WCPO first reported that the committee had not met for more than two years and unearthed, unbeknownst to the public, that the developer in charge of The Banks had missed key deadlines – twice – to start a new phase of the project.
The committee met in secret Wednesday to discuss a concert venue on the riverfront.
The group also has to pick a new master developer for The Banks -- a project that taxpayers own and have spent more than $135 million to build.

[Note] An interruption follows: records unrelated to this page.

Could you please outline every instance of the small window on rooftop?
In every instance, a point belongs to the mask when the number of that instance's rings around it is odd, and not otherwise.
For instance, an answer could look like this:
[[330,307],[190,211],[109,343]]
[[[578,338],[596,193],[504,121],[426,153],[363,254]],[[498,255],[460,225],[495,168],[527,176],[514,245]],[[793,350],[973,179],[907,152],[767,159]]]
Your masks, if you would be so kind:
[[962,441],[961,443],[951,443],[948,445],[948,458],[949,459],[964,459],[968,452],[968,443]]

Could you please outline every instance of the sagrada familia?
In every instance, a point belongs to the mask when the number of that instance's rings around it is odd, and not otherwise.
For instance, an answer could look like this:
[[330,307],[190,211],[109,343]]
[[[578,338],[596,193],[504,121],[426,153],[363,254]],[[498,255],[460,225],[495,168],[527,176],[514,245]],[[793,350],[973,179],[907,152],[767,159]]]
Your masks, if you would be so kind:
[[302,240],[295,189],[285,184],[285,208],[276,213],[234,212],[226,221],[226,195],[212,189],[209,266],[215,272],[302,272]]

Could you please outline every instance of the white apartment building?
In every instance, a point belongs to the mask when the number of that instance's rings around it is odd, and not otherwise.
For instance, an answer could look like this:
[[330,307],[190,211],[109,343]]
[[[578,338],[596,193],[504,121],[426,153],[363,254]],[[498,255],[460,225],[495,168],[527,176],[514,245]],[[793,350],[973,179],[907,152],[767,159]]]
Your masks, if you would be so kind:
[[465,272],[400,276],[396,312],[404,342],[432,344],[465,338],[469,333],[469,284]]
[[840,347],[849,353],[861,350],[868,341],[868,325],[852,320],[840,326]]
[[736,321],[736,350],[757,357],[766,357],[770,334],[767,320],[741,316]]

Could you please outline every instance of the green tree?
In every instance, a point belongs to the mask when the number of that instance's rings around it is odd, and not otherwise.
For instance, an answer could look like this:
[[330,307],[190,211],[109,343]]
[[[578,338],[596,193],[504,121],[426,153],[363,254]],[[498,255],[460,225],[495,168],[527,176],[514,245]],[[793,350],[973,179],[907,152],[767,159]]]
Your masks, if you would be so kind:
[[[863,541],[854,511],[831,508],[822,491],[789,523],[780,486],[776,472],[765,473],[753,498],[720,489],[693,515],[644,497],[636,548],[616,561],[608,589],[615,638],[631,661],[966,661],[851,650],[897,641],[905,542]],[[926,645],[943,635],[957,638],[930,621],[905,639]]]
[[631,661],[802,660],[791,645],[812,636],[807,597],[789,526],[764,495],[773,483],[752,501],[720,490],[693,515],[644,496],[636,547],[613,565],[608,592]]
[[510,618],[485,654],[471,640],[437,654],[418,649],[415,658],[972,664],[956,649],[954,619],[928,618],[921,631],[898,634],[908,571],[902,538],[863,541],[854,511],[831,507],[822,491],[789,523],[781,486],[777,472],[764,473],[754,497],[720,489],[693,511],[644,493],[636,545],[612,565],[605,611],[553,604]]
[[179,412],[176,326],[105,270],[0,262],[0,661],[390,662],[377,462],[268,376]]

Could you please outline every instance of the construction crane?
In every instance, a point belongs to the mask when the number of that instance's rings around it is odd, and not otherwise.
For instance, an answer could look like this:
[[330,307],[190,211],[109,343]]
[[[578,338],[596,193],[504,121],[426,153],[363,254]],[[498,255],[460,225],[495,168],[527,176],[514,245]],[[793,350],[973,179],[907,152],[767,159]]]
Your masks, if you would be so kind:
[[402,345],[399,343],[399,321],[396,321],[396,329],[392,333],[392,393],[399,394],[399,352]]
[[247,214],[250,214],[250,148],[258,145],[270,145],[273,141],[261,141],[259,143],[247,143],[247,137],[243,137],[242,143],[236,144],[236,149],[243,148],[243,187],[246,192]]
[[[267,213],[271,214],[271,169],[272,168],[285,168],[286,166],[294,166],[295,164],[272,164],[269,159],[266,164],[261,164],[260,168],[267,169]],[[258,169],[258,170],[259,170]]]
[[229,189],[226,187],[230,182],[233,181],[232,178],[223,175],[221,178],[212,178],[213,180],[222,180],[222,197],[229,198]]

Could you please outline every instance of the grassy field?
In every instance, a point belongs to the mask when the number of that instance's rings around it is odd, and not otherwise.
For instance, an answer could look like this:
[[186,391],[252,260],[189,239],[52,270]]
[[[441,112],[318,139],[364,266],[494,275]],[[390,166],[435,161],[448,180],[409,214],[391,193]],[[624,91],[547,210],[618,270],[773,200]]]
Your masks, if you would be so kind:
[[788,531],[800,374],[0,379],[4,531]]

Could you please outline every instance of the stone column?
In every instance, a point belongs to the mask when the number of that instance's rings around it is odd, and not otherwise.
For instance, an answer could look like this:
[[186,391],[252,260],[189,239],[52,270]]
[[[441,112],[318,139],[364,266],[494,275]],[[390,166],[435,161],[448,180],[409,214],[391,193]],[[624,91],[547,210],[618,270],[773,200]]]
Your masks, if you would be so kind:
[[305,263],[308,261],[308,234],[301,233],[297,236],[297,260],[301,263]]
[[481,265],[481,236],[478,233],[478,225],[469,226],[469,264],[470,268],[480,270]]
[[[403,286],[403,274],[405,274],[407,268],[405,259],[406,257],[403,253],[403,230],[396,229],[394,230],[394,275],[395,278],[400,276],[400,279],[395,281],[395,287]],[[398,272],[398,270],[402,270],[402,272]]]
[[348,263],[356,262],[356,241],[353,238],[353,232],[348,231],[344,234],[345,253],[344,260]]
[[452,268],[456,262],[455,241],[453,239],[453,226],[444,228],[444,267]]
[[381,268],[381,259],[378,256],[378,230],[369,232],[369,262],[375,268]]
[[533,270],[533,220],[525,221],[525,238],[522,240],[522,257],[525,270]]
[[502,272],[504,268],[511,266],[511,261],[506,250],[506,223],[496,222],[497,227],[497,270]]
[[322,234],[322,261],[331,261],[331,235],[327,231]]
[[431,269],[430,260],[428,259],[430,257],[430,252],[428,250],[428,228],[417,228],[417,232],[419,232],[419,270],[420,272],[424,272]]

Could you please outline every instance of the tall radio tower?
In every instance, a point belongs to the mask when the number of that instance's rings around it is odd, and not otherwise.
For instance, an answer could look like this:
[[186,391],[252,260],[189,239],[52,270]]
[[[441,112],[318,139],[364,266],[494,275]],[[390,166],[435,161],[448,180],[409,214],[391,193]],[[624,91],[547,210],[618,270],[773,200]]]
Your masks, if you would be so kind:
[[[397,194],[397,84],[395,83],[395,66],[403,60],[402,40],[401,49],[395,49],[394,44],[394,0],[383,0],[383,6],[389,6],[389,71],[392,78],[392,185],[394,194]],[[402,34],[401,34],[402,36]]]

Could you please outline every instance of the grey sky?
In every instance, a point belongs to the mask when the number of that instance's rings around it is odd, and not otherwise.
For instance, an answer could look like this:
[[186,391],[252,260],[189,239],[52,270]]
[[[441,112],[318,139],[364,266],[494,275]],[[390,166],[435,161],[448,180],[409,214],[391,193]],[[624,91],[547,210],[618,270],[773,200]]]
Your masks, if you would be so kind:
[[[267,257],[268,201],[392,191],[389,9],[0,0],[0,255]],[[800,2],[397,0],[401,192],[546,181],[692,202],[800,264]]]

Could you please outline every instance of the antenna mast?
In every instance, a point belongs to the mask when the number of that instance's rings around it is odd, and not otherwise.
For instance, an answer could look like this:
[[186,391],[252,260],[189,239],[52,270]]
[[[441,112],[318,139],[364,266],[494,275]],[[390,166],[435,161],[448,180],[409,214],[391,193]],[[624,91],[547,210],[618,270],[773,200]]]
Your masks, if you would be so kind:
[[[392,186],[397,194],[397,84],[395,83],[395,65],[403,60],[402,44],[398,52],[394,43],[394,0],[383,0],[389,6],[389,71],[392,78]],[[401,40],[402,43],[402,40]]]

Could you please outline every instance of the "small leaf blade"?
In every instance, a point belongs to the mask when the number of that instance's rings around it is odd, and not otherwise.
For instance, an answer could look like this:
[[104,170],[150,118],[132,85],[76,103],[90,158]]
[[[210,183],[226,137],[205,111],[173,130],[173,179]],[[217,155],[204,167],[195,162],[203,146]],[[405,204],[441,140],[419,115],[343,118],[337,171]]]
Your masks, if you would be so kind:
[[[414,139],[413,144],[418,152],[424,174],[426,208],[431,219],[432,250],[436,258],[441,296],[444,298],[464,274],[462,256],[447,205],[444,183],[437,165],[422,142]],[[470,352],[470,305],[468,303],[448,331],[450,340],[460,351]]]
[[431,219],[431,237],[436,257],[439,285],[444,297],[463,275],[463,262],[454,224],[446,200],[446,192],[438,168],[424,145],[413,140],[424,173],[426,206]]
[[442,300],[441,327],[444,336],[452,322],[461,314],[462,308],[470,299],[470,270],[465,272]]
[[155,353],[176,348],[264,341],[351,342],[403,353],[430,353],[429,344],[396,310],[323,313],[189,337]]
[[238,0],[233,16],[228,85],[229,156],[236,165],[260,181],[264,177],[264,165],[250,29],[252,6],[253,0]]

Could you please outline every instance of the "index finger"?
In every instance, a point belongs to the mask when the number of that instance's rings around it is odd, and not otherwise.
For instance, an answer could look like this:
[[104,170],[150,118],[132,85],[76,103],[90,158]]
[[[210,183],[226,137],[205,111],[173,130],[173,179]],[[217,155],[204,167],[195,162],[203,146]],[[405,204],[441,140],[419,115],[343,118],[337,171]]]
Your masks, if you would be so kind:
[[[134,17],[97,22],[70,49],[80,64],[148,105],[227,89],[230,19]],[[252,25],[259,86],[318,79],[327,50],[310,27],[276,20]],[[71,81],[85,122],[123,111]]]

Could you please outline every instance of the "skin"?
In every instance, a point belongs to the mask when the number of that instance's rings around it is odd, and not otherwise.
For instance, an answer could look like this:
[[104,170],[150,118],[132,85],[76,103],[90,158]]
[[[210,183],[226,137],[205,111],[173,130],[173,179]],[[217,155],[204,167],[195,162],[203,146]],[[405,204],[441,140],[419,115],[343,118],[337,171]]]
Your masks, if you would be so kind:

Read more about each concert proposal below:
Bidder: Cincinnati Symphony Orchestra/MEMI
Construction cost: $19.25 million
Financing: CSO to own venue and does not have financial partner. CSO will plan, develop and operate the venue. No public funding ask.
Visitors: 225,000 per year
Events: 150 per year
- Indoor venue with two balconies.
- Flexible design to accommodate large or small groups.
- Large indoor/outdoor terrace overlooking Ohio River.
Tax revenue/community benefits
- No admission tax or property tax paid due to nonprofit status.
- A temporary seasonal stage to be built adjacent to venue will be managed by MEMI free of charge for a community events series.
- 100 percent of net revenue from project stays in Cincinnati region to support artistic and educational missions.
Events: Live music will be priority but the facility also be used for corporate meetings, parties, lectures or civic events.
Construction time: Not provided
Other information: 12 letters of support attached to bid from community organizations such as Childrens’ Theatre, the Cincinnati Museum Center and National Underground Railroad Freedom Center, as well as prominent citizens such as Craig Lindner and Otto Budig.
Bidder: Live Nation and ARK Group
Headquarters: Beverly Hills, California
Venue cost: $66 million
Financing: Private funding plus $37 million request for public funding, according to Cranley.
Visitors drawn: 360,000 per year
Events hosted: 152 per year
- Indoor/outdoor venue with a moveable wall that allows for up to 6,000 people to attend an event
- Seated upper pavilion, lawn can be turned into multiple sizes
- Indoor seating for up to 3,600 and outdoor for up to 3,000.
Tax revenue/community benefits
- Will generate $300,000 per city’s admission tax.
- Payroll taxes, city income taxes, property taxes, to be determined
Events: In addition to concerts, will host corporate events, weddings, beer-tasting events and film shoots.
Construction time: 30 months
Bidder: PromoWest Productions
Headquarters: Columbus, Ohio
Construction cost: $15 million
Financing: $3.9 million in equity from developers, along with $13 million in debt from First Financial Bank. No public funding ask.
Visitors: 300,000 to 350,000 per year
Events: 180 per year
- Indoor/outdoor venue with reversible stage
- Oversized airport hangar door allows facility to convert from indoor venue to outdoor.
- Multi-story venue with raised plazas, fixed terrace seating, and lawn seating
- Indoor seating for up to 2,500, with lawn area for an unspecified number.
Tax revenue/benefits to community:
- .50 cents per paid ticket to the Joint Banks Steering Committee Marketing Fund up to $150,000 a year.
- Amusement taxes - $200,000 (3 percent on ticket sales by city) a year.
- Payroll taxes, city income taxes, property taxes, to be determined
Events: Concerts will focus on artists that appeal to young professionals. Cross-promoting events with sporting teams and events – the Bengals and the Reds, Taste of Cincinnati, Riverfest. On football game days, hosting huge tailgate parties with local bands. Venue also used for corporate and community events.
Construction time: 10 months
Editor’s note: WCPO does not ordinarily use anonymous sources. However, WCPO staff members use anonymous sources in rare circumstances where such sources are the only way to obtain information vital to the public good. WCPO staff members have vetted these sources and believe the information they provide to be accurate and in good faith.